Common Pitfalls - Elasticsearch

A loaded interview question: “What’s gone wrong on an Elasticsearch cluster you’ve worked with?” Here are the most common production landmines, what causes them, and how to dodge each.

Pitfall → Consequence → Fix

Pitfall	Consequence	Fix
Mapping explosion	OOM, slow cluster state	Disable dynamic mapping; use `flattened`
Deep pagination	10k window, OOM coordinator	Use `search_after` + PIT
Hot shards	Uneven CPU, slow tail latency	Better routing keys, more shards
Oversized docs	Slow indexing, GC churn	Strip blobs, split into child docs
Refresh misuse	Throughput collapse	Raise `refresh_interval`, never `refresh=true`

1. Mapping explosion

Dynamic mapping auto-creates fields when it sees new JSON keys. Index 100k docs where each has a unique key (think event_id_abc123: { ... }) and you’ve got 100k fields. Each field uses memory in the cluster state, which is replicated to every node on every change.

// Bad: a free-form JSON blob with dynamic mapping
{ "properties": { "user_attributes": { "type": "object" } } }

Fixes:

Disable dynamic mapping with "dynamic": "strict" so unexpected fields throw an error instead of being added.
For genuinely open-ended data, use the flattened field type — it treats the whole object as a single field.

{ "properties": { "user_attributes": { "type": "flattened" } } }

Hard limit: index.mapping.total_fields.limit defaults to 1000. Hitting it means you’ve already lost.

2. Deep pagination

Covered in detail in the pagination note. Short version: from + size > 10000 is forbidden by default, and even before that, deep pagination ships massive amounts of data across the network. Use search_after with a PIT. Don’t raise max_result_window as a “fix”.

3. Hot shards

Custom routing or natural data skew (one tenant = 80% of traffic) leads to one shard being a CPU bottleneck while siblings idle. Symptoms: high p99 latency, uneven hot_threads output across nodes.

Diagnose:

GET /_cat/shards?v&s=store:desc
GET /_nodes/hot_threads

Fixes:

Compound the routing key (tenant_id + "_" + shard_bucket)
Use routing_partition_size to spread one tenant across multiple shards
For time-series, switch to data streams with rollover so writes always go to the newest index

4. Oversized documents

Stuffing a 5 MB PDF as base64 into a doc field is asking for pain. The doc gets parsed on every refresh, fielddata blows up, network transfer is slow.

Rules of thumb:

Aim for < 100 KB per doc for search workloads
Strip binaries before indexing — put them in S3 and store the URL
For genuinely nested arrays (think comments: [...] with thousands of entries), consider parent-child or splitting into separate docs

The http.max_content_length setting caps request size at 100 MB, but you should never approach that.

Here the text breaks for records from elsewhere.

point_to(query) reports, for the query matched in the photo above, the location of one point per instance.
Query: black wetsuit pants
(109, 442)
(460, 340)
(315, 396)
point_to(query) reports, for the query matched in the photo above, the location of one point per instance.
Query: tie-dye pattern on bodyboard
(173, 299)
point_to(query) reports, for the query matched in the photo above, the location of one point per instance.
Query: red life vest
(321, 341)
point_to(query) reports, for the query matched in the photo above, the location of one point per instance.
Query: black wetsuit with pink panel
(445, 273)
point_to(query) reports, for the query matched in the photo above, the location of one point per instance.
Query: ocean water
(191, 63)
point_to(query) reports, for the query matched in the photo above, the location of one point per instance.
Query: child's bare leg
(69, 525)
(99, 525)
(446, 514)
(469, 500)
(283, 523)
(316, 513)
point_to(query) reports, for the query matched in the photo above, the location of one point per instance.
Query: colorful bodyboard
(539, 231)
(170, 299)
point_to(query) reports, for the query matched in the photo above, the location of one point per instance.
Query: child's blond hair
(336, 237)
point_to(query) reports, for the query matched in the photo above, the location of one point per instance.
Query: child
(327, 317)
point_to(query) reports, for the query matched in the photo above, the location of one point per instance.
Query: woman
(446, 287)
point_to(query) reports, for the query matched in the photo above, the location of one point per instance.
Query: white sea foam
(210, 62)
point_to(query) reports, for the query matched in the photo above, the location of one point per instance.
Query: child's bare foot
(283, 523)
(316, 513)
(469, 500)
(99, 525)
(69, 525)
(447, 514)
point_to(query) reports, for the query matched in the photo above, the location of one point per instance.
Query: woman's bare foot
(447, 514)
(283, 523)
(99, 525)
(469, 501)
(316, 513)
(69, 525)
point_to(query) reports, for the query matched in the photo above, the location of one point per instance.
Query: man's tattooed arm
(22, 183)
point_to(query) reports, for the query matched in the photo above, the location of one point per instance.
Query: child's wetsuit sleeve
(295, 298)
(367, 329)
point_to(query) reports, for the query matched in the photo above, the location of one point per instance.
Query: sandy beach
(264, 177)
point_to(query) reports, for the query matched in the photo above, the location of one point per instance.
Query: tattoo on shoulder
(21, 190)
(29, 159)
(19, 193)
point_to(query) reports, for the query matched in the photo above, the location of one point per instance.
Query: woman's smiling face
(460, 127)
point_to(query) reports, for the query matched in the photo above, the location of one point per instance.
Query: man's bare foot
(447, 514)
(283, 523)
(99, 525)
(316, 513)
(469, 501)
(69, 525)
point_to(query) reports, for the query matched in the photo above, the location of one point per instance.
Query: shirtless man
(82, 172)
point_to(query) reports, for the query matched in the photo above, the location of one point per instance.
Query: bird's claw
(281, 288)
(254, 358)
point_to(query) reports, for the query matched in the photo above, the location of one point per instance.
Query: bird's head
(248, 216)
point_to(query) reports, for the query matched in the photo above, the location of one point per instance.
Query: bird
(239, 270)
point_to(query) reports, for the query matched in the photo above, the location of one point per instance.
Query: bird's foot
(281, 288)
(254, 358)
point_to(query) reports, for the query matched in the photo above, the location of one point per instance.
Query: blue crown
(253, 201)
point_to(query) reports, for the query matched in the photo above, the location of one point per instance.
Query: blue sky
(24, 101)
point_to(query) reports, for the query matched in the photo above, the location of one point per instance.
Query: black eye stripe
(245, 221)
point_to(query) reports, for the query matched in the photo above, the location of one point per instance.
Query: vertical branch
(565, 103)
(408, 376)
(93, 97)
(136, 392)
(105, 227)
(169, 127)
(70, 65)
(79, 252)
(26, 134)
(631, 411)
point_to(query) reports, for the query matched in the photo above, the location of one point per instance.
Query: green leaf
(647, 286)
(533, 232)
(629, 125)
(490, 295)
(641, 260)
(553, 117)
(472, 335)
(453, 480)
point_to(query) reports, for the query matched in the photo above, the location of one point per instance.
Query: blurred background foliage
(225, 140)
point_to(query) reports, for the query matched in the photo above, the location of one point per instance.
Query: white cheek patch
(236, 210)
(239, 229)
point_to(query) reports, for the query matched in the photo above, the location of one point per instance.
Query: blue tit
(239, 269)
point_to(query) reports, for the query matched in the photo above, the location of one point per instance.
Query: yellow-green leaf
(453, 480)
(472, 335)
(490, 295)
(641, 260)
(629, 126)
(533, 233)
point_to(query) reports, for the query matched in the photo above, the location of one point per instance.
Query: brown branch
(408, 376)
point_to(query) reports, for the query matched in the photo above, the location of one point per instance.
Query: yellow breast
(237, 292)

5. Refresh interval misuse

POST /_doc?refresh=true forces a refresh on every single write. We see this in tests and it leaks into prod code. Each refresh creates a new tiny Lucene segment, kicks off merges, and tanks throughput.

Symptoms: writes work fine in dev (low volume), crawl in prod (high volume).

# Wrong (production)
POST /events/_doc?refresh=true
{ ... }

# Right
POST /events/_doc
{ ... }
# Trust the 1-second default, or use refresh=wait_for if you must

For bulk-load jobs, go further:

PUT /events/_settings
{ "index.refresh_interval": "-1", "index.number_of_replicas": 0 }

Then restore after the load.

6. Bonus: replica = 0 in production

A single-replica setup means losing one node = losing data. We’ve seen teams disable replicas “for performance” and forget to re-enable them. Always run with number_of_replicas >= 1 in production. Use replicas for HA, not just read throughput.

7. Bonus: searching across hundreds of indices

GET /logs-*/_search looks innocent but can fan out to thousands of shards on a cluster with daily indices. Each shard adds coordinator overhead. Mitigations:

Use _search with a tight date range and index name patterns that prune time
Consider rollover + ILM (Index Lifecycle Management) to consolidate old data
Use pre_filter_shard_size so the coordinator skips shards that can’t match

The meta-lesson: most Elasticsearch pitfalls aren’t bugs in Elasticsearch — they’re defaults that work great at small scale and bite at large scale. Know which knobs change with traffic, and turn them before the page.